If you take a glance at this used Suzuki and just see a rusty old twin-shocker that’s well past its sell-by date, then move on. This story isn’t for you. But if you know your MX history, you may spot the roughly repainted aluminium swingarm, remote reservoir rear shocks, long travel forks, funny grey coloured triple clamps, translucent side panels and frame that never made it into production. What you’re looking at is a real, genuine works bike of yesteryear that has been undiscovered and, so it seems, largely unloved, until now.
This bike is 1977 model but isn’t an RM370B, which was the production Suzuki of the time – the first RM with an upswept pipe rather than a downpipe that went under the engine. This is a Suzuki RN500, which means it’s a full-factory open-class Suzuki. It was ridden to victory in the USGP at the legendary Carlsbad in Southern California by Dutchman Gerrit Wolsink. The team-mate of Roger De Coster whose 1977 RN500 was also discovered only in recent years and now lives in an exclusive private collection. And that one’s a lot, lot nicer than the Wolsink bike you see here.
At the end of the 1977 season, the factory team decamped back to the USA for the Trans-AMA series and took their works bikes with them. But it seems instead of having them shipped back to Europe, the Wolsink and De Coster bikes were left back in the USA. After all, the 1978 factory bikes were soon to be arriving in Europe anyway.

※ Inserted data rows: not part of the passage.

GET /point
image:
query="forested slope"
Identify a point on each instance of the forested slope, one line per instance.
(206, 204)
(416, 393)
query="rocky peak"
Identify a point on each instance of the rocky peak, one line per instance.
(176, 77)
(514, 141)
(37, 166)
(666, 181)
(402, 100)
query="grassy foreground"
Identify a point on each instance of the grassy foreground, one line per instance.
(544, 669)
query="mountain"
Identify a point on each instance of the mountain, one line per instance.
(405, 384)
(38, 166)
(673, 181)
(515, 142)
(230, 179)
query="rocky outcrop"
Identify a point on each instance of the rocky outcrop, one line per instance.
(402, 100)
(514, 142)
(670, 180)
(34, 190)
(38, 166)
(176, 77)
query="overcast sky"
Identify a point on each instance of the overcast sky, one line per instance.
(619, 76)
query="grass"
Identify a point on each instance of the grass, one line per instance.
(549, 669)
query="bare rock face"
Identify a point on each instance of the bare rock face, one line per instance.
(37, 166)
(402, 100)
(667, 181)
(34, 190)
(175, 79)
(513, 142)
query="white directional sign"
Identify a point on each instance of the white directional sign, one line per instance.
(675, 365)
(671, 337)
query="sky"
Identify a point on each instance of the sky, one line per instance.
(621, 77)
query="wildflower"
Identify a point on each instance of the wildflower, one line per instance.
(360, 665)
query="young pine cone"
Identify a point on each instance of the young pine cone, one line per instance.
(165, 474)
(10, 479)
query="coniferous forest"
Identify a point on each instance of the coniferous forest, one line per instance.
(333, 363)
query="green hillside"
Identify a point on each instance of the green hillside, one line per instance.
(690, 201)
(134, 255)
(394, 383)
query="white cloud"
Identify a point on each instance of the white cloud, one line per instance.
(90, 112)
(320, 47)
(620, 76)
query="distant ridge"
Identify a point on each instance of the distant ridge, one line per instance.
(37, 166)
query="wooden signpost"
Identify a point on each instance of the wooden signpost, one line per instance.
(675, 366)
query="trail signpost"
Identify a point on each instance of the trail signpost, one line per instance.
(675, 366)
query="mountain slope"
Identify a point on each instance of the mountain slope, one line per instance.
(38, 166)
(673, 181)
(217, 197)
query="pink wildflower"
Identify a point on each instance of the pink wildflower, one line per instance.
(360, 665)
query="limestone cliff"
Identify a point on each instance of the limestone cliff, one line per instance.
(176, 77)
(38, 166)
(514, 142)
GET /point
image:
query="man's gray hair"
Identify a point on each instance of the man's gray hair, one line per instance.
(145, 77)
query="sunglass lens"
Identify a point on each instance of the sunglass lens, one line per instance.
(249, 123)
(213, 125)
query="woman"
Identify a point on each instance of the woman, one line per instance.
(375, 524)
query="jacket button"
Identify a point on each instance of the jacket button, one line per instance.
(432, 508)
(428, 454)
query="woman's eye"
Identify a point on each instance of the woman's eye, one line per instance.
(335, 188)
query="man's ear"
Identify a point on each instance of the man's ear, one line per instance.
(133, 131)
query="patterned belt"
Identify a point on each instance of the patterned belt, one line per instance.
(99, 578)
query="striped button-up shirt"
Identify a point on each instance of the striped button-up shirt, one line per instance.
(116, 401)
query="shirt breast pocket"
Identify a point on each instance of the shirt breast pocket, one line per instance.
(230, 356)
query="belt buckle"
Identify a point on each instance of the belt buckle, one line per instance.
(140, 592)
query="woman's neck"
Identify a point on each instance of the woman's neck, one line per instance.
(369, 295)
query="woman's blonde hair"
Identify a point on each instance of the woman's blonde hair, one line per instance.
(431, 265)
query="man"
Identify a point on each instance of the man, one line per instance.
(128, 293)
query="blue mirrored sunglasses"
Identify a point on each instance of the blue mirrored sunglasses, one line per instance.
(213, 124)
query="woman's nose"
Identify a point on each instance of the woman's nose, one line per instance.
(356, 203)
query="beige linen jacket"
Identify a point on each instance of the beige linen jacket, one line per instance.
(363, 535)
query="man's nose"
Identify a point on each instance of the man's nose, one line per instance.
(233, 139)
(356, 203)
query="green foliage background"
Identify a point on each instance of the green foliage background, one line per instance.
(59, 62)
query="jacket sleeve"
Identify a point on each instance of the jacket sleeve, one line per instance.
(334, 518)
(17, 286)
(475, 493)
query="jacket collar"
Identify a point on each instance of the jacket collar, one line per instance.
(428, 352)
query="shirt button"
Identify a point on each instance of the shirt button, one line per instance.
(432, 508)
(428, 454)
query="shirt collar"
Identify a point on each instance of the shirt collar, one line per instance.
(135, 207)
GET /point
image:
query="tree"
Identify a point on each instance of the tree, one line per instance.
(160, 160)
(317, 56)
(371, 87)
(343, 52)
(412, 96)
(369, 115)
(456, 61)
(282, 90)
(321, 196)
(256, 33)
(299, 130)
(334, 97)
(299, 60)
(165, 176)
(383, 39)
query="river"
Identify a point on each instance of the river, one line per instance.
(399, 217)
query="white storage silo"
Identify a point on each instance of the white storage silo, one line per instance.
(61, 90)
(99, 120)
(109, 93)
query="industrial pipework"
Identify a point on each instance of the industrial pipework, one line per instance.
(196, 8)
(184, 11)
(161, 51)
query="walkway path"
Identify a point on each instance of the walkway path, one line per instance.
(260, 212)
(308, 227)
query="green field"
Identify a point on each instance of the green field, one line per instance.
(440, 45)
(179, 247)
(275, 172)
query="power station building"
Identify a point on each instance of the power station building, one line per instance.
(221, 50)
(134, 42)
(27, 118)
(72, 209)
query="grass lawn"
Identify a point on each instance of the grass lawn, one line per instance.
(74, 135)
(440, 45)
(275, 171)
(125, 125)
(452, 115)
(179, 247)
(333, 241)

Judging by the condition, this Wolsink bike has been well used around the track and is in much need of tidying and restoring. But a Suzuki factory bike expert cast his eye over the machine and was shocked to see virtually all the original factory parts still there. From the high seat that Wolsink used to the long aluminium tail pipe – back when steel was the material for silencers. The shocks, factory forks, one-off frame, magnesium engine cases, works exhaust, brakes and pretty much everything else is intact. It seems the bars have been replaced by some strangely high one, and the rear brake is different to the De Coster-spec bike. But which is actually the original is anyone’s guess.
So it seems this is a genuine, intact and unrestored piece of motocross history that has not seen the light of day for 39 years. And it could soon be yours, if you have the money. It was up for auction in Las Vegas in 2017, and you can find more details here. The vendor is listed as the Gerrit Wolsink collection, adding credibility to its provenance as the read deal.